Interest in and Intercede for one another

        “Let each of you look not only to his own interests, but also to the interests of others.” (Philippians 2:4)

         How to “S.T.I.R. up one another”? We aim to “Seek God”, and “Take action” in obedience. The action involves taking an Interest in and Intercede for one another.

        Remember, it’s “Interest and Intercede”, not “Investigate and Interrogate”.  

        Imagine if you were disengaged from the church community, and you received a call from your small group leader to remind you gathering is this week, and he asked where you have been. The intention maybe noble, but the action is certainly unwise.   

        It’s often said that “I don’t care what you know, until I know that you care.”  

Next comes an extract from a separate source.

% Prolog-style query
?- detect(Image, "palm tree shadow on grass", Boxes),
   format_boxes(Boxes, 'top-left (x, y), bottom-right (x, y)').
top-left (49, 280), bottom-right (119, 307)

        Therefore when you call, call out of care and take an interest in the other person’s life, such as:

  •        “God brought you to mind today, and I was wondering how I can pray for you, how have you been?”     
  •        “Spring break is coming up, with the kids off from school and stuck at home, how do you manage?”
  •        “The vaccine plan is moving ahead, will you be getting the shots?”

        Care for others from their own interests, not your own. That way we can truly know how to genuinely intercede for them.  If we start with our own interests, we’re only moving our agenda. Start from their interests, we express care and concern.  

        Let us practice wise counsel from James: “Everyone should be quick to listen, slow to speak and slow to become angry” (James 1:19).

        Learn to listen to others – to their physical, emotional and spiritual needs. Slow down on the temptation to give advice immediately/reactively. Most certainly, don’t jump into judgement and becoming angry when others seem uninterested in your care. If you just act in obedience and love, not expecting anything in return, you never know how the seeds you sow may bear fruit!

      慰問代

       「各人不要單顧自己的事,也要顧別人的事。」(腓立比書 24

         如何「彼此相顧」?我們的目標是「尋求神」並且順服地以「行動回應」。這行動就是慰問代禱。  

         請記住,要慰問,不要問話;要代禱,不要追查。

         想像一下,如果你已經疏離了教會,而你卻收到小組組長的電話,提醒你本週的聚會,並且查問你去了哪裡……動機固然是不錯的,但手法卻是不智。

        人們常說:「我不在乎你知道什麼,直到我知道你在乎我。」

        因此,當你打電話時,請由心出發,真正地關心別人的生命,例如:

        •「今天神讓我想起你,你近況如何,我如何能為你代禱?」

        •「春假快到了,孩子們都不用上學待在家裡,你應付得來嗎?」

        •「疫苗計劃正在進行中,你會接受接種嗎?」

       我們關顧別人時以別人的需要出發,我們才能真正知道如何切實地為他們代禱。若只着眼於自己的需要,我們就是按着自己的日程表辦事。從他們的需要着手,就能表逹我們的掛念和關注。 讓我們實踐雅各書的教訓:「但你們各人要快快地聽,慢慢地說,慢慢地動怒」(雅各書1:19)。   

       學習耹聽別人 - 了解他們身體、情感和靈性上的需要,控制自己不要過快或即時提供建議。當你對別人的關懷不被欣賞時,不要輕易發怒或下定結論。假若你的行動是以順服和愛心出發,不期望任何回報,那麼你播下的種子會如何結出果實就非你所能預料!